Replaying a post from 2013
Shadow Divers (2004) by Robert Kurson chronicles the discovery and eventual identification of a World War II German U-boat wreck off the coast of New Jersey. The true story centers on two divers who take insane risks, and sacrifice much, to solve a mystery and conquer a challenge.
It’s a fantastic book, given to me by a friend who understands why people, especially men, gravitate to these kinds of stories.
Near the end, diver John Chatterton reflects on what drives him to repeatedly risk diving deep shipwrecks. It’s not about recovering souvenirs, or identifying a long-lost sub.
“When things are easy a person doesn’t really learn about himself. It’s what a person does at the moment of his greatest struggle that shows him who he really is. Some people never get that moment.”
Chatteron’s moment just happened to involve scuba tanks, a drysuit and a fantastic discovery. For others, it’s running marathons. Climbing Everest. Hiking the Appalachian Trail. Or even, quitting your job because you know you were made for more than this.
In a culture that places supreme value on safety and comfort, people find a need to test themselves.

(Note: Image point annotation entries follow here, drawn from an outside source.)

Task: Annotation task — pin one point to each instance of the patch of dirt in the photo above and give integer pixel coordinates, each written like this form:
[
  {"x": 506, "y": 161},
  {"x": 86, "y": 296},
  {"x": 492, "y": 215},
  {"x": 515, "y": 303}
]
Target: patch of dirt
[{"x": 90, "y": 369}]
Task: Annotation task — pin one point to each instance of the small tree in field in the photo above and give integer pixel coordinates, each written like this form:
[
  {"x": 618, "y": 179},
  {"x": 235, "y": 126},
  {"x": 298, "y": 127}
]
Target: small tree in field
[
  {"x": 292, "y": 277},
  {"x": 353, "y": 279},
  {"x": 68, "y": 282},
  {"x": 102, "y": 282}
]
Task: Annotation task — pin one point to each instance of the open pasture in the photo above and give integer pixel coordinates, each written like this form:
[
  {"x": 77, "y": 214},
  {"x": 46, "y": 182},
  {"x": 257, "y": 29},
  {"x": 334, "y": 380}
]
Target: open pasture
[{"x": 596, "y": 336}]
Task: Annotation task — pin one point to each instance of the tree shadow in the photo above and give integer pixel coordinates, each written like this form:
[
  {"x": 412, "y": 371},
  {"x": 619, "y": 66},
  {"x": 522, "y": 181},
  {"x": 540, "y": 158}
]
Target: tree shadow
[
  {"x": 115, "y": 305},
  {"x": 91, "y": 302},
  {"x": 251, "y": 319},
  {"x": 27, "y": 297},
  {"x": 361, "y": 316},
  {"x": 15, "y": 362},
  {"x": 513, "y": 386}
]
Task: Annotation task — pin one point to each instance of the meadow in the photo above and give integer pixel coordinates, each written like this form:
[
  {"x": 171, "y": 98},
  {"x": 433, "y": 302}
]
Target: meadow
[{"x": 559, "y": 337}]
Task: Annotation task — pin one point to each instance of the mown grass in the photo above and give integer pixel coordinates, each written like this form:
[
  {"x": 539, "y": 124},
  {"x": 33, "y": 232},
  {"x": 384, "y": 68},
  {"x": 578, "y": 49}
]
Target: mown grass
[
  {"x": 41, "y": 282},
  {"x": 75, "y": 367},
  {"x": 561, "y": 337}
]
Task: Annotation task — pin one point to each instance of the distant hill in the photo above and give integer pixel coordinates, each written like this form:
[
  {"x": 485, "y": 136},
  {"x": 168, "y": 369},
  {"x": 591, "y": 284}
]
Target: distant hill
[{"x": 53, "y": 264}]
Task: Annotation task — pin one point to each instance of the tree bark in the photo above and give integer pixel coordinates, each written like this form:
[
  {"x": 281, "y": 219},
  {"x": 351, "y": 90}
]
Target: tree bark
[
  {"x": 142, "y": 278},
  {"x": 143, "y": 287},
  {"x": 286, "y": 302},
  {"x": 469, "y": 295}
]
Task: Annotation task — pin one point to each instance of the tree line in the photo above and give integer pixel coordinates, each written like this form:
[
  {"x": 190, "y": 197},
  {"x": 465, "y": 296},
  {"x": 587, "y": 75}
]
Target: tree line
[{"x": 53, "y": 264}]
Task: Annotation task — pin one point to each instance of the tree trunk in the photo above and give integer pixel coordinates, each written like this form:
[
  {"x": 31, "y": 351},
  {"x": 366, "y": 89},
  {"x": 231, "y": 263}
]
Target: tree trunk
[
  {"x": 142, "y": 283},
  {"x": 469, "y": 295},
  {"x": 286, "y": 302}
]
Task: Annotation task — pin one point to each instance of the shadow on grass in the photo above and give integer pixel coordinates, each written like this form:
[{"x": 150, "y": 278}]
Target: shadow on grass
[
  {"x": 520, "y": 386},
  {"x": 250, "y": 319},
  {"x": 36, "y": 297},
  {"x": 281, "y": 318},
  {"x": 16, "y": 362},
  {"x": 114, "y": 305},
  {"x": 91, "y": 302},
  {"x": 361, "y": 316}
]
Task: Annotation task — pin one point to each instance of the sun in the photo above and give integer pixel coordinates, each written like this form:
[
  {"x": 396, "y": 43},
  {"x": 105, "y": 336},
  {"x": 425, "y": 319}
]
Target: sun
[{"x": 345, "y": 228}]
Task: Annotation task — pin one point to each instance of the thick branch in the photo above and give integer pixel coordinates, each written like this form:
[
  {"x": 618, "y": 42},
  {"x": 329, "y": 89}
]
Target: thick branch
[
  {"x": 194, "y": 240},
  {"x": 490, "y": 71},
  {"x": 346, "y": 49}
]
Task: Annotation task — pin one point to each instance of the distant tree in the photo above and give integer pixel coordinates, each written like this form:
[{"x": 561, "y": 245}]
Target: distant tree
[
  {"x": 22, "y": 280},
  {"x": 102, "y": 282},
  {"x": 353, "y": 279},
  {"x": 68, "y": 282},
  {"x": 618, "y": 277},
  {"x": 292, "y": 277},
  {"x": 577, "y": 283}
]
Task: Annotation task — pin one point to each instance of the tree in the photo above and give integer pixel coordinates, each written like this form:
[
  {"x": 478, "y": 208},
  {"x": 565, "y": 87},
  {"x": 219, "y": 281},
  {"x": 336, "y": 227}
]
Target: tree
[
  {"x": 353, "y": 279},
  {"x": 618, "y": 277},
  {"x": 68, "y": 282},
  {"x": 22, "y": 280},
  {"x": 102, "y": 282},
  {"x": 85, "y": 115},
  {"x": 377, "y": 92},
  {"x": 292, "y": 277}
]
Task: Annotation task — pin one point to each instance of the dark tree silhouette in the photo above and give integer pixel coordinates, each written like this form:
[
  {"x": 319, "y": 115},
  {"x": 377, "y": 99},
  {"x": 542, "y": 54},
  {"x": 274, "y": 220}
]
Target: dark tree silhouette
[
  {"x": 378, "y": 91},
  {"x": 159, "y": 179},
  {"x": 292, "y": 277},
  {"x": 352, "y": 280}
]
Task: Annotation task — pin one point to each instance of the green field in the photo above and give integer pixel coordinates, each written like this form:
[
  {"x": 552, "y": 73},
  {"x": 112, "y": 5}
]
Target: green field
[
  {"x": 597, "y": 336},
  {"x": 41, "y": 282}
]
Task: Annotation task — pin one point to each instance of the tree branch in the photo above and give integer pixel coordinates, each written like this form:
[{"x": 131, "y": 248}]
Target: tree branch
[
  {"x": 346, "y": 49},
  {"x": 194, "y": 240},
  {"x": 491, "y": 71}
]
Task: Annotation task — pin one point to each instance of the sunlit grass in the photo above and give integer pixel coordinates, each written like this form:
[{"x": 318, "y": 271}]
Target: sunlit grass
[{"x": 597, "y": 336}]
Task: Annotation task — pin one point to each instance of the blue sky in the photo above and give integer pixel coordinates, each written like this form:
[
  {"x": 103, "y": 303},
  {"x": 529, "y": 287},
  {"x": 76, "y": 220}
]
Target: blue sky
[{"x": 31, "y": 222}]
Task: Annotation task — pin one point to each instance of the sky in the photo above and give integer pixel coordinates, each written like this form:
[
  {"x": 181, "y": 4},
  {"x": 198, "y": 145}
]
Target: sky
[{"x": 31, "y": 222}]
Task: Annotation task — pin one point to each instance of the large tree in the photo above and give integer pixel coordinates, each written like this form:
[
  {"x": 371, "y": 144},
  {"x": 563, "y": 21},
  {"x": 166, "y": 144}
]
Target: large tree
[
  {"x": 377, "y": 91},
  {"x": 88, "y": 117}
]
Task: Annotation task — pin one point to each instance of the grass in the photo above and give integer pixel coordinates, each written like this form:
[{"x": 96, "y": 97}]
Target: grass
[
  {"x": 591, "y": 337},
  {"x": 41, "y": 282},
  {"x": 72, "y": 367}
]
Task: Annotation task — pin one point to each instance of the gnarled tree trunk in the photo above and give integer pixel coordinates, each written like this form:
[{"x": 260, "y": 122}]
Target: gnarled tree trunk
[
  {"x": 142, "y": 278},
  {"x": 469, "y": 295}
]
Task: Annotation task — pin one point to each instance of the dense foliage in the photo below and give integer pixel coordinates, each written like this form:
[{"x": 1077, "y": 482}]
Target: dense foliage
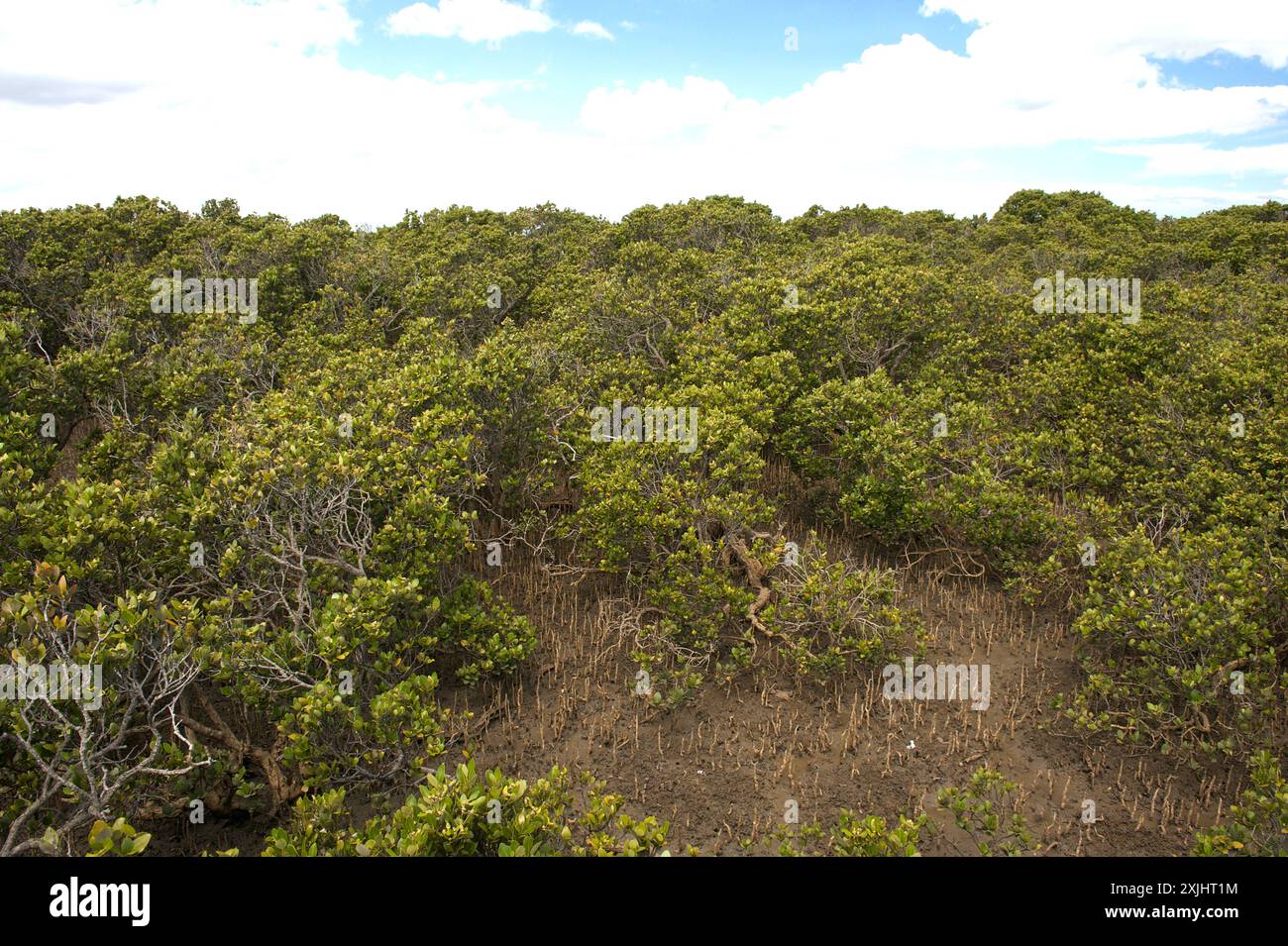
[{"x": 270, "y": 532}]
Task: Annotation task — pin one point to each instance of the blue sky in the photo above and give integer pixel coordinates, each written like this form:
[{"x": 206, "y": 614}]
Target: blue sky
[{"x": 373, "y": 107}]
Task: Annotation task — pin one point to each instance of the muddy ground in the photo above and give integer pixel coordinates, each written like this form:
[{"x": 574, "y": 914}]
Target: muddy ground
[{"x": 724, "y": 766}]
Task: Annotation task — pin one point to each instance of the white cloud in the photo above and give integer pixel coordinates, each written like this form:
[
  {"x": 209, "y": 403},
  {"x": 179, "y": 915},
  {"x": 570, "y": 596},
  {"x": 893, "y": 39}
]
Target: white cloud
[
  {"x": 1193, "y": 159},
  {"x": 589, "y": 27},
  {"x": 475, "y": 21},
  {"x": 189, "y": 99}
]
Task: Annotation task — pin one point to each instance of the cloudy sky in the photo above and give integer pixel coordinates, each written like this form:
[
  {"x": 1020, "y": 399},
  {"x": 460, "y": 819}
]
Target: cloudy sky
[{"x": 368, "y": 108}]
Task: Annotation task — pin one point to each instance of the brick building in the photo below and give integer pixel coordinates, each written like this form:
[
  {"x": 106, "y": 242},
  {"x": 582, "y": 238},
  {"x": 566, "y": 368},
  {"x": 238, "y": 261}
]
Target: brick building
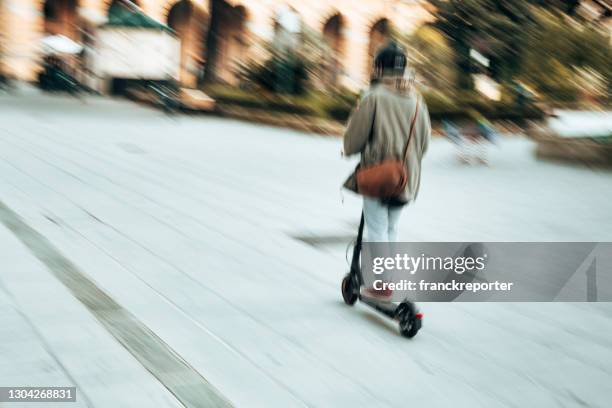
[{"x": 353, "y": 29}]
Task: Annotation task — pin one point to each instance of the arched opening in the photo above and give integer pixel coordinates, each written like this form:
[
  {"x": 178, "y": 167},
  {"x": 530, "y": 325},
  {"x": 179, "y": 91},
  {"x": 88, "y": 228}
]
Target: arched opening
[
  {"x": 189, "y": 23},
  {"x": 61, "y": 18},
  {"x": 226, "y": 43},
  {"x": 380, "y": 34},
  {"x": 333, "y": 34}
]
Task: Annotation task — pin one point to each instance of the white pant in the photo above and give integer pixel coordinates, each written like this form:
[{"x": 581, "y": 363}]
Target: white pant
[{"x": 381, "y": 220}]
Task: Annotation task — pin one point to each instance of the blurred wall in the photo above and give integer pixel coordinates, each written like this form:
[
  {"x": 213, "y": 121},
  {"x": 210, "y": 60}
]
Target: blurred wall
[{"x": 247, "y": 25}]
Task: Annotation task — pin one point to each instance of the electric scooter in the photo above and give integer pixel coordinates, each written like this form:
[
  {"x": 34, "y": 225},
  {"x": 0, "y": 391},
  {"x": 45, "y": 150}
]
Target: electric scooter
[{"x": 405, "y": 312}]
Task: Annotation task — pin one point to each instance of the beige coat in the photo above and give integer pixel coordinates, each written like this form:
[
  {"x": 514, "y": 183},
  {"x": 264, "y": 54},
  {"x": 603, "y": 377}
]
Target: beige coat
[{"x": 394, "y": 112}]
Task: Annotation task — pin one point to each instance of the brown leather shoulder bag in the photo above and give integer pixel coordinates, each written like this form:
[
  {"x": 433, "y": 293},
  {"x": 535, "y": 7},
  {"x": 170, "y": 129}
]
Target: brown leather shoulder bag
[{"x": 388, "y": 178}]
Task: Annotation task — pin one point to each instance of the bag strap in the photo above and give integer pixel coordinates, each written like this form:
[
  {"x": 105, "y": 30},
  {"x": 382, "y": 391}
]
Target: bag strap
[
  {"x": 416, "y": 112},
  {"x": 371, "y": 135}
]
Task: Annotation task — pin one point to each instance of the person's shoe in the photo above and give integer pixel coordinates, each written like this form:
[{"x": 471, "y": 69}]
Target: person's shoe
[{"x": 384, "y": 295}]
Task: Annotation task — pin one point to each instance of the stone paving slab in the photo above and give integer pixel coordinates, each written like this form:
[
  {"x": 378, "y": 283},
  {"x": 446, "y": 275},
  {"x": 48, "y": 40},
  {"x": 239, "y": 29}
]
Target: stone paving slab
[{"x": 189, "y": 224}]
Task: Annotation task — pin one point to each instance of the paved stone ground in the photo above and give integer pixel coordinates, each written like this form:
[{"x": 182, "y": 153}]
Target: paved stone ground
[{"x": 188, "y": 225}]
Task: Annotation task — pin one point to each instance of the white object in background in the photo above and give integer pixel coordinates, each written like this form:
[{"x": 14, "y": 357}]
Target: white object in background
[
  {"x": 567, "y": 123},
  {"x": 479, "y": 57},
  {"x": 137, "y": 53},
  {"x": 487, "y": 87},
  {"x": 60, "y": 44}
]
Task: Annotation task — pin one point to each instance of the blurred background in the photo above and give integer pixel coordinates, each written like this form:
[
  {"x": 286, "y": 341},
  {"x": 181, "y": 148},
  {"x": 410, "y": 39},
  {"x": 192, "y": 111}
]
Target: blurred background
[
  {"x": 172, "y": 231},
  {"x": 494, "y": 57}
]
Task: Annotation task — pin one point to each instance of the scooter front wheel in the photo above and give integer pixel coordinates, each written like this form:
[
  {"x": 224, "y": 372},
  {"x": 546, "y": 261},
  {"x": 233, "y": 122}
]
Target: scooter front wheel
[
  {"x": 349, "y": 294},
  {"x": 409, "y": 321}
]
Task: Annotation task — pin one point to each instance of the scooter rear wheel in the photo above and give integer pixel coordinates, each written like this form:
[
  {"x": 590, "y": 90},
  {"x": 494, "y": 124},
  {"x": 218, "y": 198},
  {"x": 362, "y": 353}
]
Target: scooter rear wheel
[{"x": 349, "y": 294}]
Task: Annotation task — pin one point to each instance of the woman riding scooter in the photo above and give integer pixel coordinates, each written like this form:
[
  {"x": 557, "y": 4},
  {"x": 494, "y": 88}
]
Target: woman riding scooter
[{"x": 390, "y": 124}]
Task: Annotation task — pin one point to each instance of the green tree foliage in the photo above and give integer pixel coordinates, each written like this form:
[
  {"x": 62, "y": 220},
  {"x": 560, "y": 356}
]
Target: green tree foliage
[
  {"x": 495, "y": 28},
  {"x": 565, "y": 58}
]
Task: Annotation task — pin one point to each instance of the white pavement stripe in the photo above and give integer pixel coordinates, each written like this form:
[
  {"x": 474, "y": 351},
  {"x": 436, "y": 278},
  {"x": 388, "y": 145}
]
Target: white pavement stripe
[{"x": 170, "y": 369}]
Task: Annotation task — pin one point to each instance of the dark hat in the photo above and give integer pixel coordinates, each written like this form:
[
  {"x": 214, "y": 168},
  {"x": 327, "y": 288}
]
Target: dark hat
[{"x": 391, "y": 60}]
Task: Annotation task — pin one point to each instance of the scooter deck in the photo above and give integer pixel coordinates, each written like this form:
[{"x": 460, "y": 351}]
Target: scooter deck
[{"x": 387, "y": 308}]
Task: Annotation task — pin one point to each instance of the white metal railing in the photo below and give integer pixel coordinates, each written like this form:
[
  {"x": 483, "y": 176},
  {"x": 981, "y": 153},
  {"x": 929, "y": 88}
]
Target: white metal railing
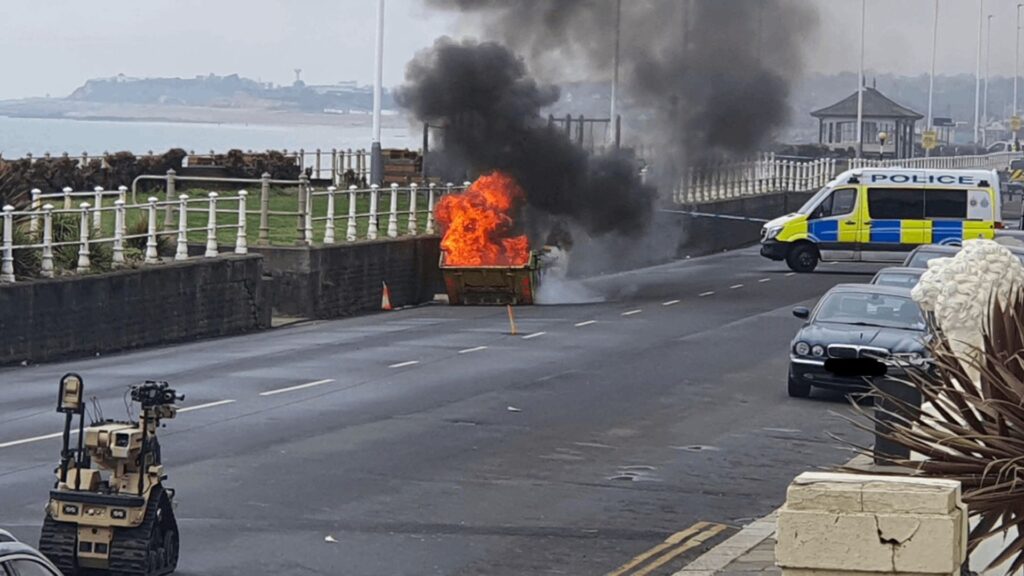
[
  {"x": 406, "y": 207},
  {"x": 994, "y": 161},
  {"x": 766, "y": 174}
]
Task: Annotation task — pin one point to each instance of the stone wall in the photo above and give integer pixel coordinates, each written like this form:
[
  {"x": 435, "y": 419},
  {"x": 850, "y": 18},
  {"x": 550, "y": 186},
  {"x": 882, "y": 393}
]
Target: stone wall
[
  {"x": 344, "y": 280},
  {"x": 46, "y": 320}
]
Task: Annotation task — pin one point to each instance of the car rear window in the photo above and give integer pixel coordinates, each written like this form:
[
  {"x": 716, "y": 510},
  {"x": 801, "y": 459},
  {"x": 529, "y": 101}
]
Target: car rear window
[{"x": 869, "y": 309}]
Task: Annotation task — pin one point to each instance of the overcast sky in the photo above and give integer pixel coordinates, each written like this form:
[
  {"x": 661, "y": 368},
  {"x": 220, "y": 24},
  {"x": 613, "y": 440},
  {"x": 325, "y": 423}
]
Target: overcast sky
[{"x": 51, "y": 46}]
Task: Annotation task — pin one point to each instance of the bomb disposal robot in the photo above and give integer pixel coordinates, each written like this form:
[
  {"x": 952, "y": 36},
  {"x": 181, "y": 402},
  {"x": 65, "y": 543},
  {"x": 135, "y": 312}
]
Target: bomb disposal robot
[{"x": 110, "y": 511}]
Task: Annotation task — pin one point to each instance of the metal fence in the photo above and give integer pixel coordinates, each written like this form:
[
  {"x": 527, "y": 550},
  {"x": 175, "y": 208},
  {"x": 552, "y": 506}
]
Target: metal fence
[
  {"x": 320, "y": 216},
  {"x": 766, "y": 174}
]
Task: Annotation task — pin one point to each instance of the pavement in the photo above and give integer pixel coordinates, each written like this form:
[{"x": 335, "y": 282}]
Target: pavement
[{"x": 628, "y": 436}]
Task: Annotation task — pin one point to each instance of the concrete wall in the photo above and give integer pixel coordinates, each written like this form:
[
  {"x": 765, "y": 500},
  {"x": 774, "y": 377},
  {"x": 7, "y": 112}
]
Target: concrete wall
[
  {"x": 47, "y": 320},
  {"x": 344, "y": 280}
]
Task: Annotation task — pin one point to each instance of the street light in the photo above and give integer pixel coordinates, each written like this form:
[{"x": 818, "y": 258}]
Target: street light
[{"x": 376, "y": 156}]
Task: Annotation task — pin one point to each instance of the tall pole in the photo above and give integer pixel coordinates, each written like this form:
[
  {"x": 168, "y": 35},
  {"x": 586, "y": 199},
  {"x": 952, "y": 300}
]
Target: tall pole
[
  {"x": 860, "y": 82},
  {"x": 977, "y": 74},
  {"x": 988, "y": 58},
  {"x": 614, "y": 75},
  {"x": 377, "y": 157},
  {"x": 931, "y": 79}
]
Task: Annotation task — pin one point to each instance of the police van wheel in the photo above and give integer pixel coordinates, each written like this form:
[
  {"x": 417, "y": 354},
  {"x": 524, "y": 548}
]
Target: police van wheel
[{"x": 803, "y": 257}]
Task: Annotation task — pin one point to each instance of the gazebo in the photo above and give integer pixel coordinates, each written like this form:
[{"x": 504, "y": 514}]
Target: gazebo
[{"x": 838, "y": 125}]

I’m convinced that God wired us for adventure and that most of the time we settle for far less. If we can’t find adventure in our careers, we look for it in our leisure time. What we find can be temporarily thrilling … but it’s usually not about the hike, or the climb, or the run. There’s something much deeper going on, and it’s worth taking a risk to find it.
“The mass of men lead lives of quiet desperation and go to the grave with the song still in them.”
That’s often attributed to Henry David Thoreau. It’s actually a mashup of a Thoreau passage and a quote from Oliver Wendell Holmes … but it doesn’t make the thought any less powerful.
May we break free of that quiet desperation, dive deep and discover a story worth telling.